Данилов ненавидел чужие исповеди. Совершенно не знал, как себя при этом вести, что делать. «Бесчувственный чурбан» — было его вторым именем. «Чугунная чурка». А здесь его словно вело что-то: он решительно встал, стащил несчастного Тёмку со стула, уселся на усыпанный, как и все здесь, вблизи от моря, песком пол, прислонясь спиной у Нотр-Даму, заставил сесть рядом, притянул к себе плотно, обнимая узкие плечи. Тот посопротивлялся несколько секунд — для приличия, а потом сдался: расслабился в даниловских объятиях, хлюпнул носом. Все-таки, похоже, слезы копились в нем все это время, а когда он оттаял — закапали. Данилов подумал — стянул с себя футболку, сунул в руки в качестве носового платка. Запашок от нее шел, конечно, после некоторого времени пребывания на солнце вместе с Даниловым, так себе, но вряд ли у Тёмки в карманах шорт нашелся бы более приличный носовой платок.
— Спасибо, — благодарно прогудел в ответ Артем и смачно высморкался. Данилов аж крякнул с уважением.
— На здоровьице. Слушай, а как это твой… Витя вдруг нижним заделался? С тобой-то он, вроде, был… Разве это бывает, чтобы… ну…
Из футболки послышались очень странные звуки: сначала — всхлип, потом — что-то вроде хрюканья. Данилов с ужасом подумал, что опять полез куда не надо и потоптался на нежных эдельвейсах ранимой Тёмкиной души. Впрочем, долго угрызаться ему не дали: Артем утер физиономию, убрал выполнившую свою функцию изрядно обсопливленную футболку в сторону, смущаясь взглянул на Данилова. Физиономия его при этом выглядела на диво ехидно, уголки лягушачьего рта подрагивали в усмешке, а глаза и вовсе смеялись.
— Что?! Что я сказал не так?!
— Ну, Данилов, ты и дремуч! Неужели никогда не слышал слова «универсал»? Витя, в отличие от меня — такой… многоплановый. И сверху может, и снизу.
— То есть он не «пидовка», даже когда снизу и за деньги?
— Нет, — притворно вздохнул Артем, — он просто… блядь. И при этом — не поверишь! — все равно мачо. Знаешь… Такие нижнее белье в мужских журналах рекламируют. То есть среди всего этого… — он махнул в сторону выхода из сарая, куда еще совсем недавно скрылся их незваный посетитель, — тестостерона смотрелся вполне органично и сходил за своего.
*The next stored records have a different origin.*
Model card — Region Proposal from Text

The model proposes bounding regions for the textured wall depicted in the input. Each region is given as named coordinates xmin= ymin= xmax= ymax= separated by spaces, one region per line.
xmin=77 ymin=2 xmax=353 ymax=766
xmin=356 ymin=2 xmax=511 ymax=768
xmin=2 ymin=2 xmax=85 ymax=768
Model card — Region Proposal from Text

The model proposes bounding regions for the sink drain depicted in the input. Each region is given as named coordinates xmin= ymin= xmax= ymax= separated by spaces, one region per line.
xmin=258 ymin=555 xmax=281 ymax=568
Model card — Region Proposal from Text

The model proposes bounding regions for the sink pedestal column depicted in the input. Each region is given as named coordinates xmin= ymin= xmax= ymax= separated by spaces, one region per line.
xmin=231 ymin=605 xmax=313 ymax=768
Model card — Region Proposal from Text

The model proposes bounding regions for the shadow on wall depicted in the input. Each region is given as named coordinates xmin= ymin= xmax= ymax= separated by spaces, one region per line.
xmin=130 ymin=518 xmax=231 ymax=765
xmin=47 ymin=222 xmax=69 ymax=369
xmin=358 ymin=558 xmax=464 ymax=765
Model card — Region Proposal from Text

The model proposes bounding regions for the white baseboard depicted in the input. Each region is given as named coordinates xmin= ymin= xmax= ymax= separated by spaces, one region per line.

Ему все прощали, понимаешь? И любовь к деньгам, и нетрадиционную ориентацию.
— А тебе?.. — Данилов обнял его еще плотнее, зарылся носом в пушистые волосы на макушке. Разговор получался тяжелым, но чувствовалось, что без этого… совсем никак. А Данилов уедет завтра — и унесет все тайны с собой. Синдром случайного попутчика.
— А мне нет. Ты же видишь. Я, в их представлении… ну…. то самое. Пидовка. Не просто шлюшка, а шлюшка женственная. Такой манерный гей с тонким голосом.
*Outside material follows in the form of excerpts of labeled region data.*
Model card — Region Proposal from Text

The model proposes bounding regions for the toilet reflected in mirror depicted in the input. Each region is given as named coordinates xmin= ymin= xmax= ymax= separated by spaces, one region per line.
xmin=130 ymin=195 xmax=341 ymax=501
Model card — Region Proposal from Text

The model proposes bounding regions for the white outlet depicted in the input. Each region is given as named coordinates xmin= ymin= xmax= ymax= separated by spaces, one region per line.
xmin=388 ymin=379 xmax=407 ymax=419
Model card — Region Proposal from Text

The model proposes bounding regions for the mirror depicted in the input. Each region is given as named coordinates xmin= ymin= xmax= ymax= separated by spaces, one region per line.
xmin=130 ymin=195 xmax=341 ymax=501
— Ты не манерный, — Данилов был искренен. Слово совершенно не подходило Тёмке.
— Знаешь ли… — тот повел плечом, — мужественным меня тоже не назовешь.
Данилову определенно не нравилось направление, которое принимал их разговор. «Немужественный»! — надо же!
— Ты еще мелкий. Тебе сколько лет? Двадцать?
— Девятнадцать, — грустно пискнул Тёмка.
Данилов мысленно закатил глаза, враз почувствовав себя не просто стариком, а стариком-педофилом. Правда, вслух ничего не сказал и вообще свое отношение к данной информации никак не продемонстрировал. Не ему сейчас следовало мозги вправлять и поднимать самооценку. С самим собой он как-нибудь разберется. Потом. Что-то подсказывало, что времени для этого будет предостаточно.